Allen & Gerritsen
For more than a decade, Sasaki has worked with Monitor on the design of its office spaces. All of Monitor’s offices have consistent space standards, but each feature unique identities that are rooted in the context of their location and climate. For New York, it was important to offer employees and visitors a dynamic Manhattan experience. Sasaki worked with Monitor to review and assess numerous site alternatives. In addition to location, efficiency, image, and views, each building was judged for lease depth, amount of perimeter glazing, and the ratio of square footage to linear feet of glazing to ensure copious natural light in the workspace. Monitor selected the two top floors of a prominent financial district tower, which offers stunning views of city landmarks in all directions. Sasaki then embarked on creating a sophisticated design that emphasizes transparency to maximize the panorama. From the solid interior of the building, all spaces open up to the city—creating an airy, outwardly-focused feel. The resulting space is distinctively New York.
The office’s first impression and most celebratory space is a newly carved out double-height reception area facing north with dramatic views uptown to Midtown Manhattan. A white steel and glass stairway veiled by a sheer sculptural curtain functions as the main connecting element between the newly joined floors. A wood ribbon on the floors, walls, and ceiling winds through the reception and its adjacent conference rooms, subtly defining this two-story zone as the main public client space.
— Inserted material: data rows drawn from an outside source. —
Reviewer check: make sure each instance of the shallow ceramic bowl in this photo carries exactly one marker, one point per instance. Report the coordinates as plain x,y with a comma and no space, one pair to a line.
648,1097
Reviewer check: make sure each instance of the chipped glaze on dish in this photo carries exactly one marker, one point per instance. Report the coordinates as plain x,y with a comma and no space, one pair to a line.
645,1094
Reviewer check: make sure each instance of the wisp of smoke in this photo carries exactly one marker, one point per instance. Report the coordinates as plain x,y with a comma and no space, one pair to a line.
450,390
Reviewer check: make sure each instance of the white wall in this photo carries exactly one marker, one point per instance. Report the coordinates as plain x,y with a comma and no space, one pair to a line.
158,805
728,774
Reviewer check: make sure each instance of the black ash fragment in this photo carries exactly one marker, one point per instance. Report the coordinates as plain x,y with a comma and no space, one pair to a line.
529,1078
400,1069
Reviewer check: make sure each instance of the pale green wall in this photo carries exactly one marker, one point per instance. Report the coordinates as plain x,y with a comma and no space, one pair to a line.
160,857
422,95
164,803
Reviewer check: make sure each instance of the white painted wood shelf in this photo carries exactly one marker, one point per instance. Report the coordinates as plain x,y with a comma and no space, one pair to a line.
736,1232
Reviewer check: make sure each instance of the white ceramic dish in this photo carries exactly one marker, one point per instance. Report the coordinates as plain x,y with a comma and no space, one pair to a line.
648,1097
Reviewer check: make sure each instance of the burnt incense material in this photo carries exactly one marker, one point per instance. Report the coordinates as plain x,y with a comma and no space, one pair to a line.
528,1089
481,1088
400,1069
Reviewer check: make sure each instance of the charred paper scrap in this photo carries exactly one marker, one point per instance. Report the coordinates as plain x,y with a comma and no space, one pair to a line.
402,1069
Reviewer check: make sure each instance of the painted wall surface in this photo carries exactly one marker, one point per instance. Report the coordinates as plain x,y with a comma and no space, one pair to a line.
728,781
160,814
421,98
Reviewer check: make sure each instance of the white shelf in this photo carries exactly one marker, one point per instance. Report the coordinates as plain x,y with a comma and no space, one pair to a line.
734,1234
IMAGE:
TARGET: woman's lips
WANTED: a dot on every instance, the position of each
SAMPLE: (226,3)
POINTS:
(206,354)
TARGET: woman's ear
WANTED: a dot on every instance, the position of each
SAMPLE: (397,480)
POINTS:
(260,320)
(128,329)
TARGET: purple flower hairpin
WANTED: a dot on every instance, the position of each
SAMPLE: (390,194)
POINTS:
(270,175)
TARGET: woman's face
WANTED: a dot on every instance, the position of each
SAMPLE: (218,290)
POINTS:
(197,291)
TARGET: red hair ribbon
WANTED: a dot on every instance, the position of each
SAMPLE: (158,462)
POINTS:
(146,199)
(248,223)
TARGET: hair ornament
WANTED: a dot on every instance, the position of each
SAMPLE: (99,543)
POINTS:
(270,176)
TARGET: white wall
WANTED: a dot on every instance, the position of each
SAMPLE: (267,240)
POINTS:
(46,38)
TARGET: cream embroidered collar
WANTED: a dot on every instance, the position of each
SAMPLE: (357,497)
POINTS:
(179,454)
Throughout the working zones of the office, Monitor’s egalitarian spirit is reflected in the transparent shared offices along the outer perimeter while the prime corner spaces are reserved for conference rooms and other common uses. View corridors and glass partitions ensure that the views are shared by all staff and visitors alike. An employee kitchen and lounge on the upper floor operates throughout the day and night as both a collaborative and social space overlooking New York Harbor and the Statue of Liberty to the south.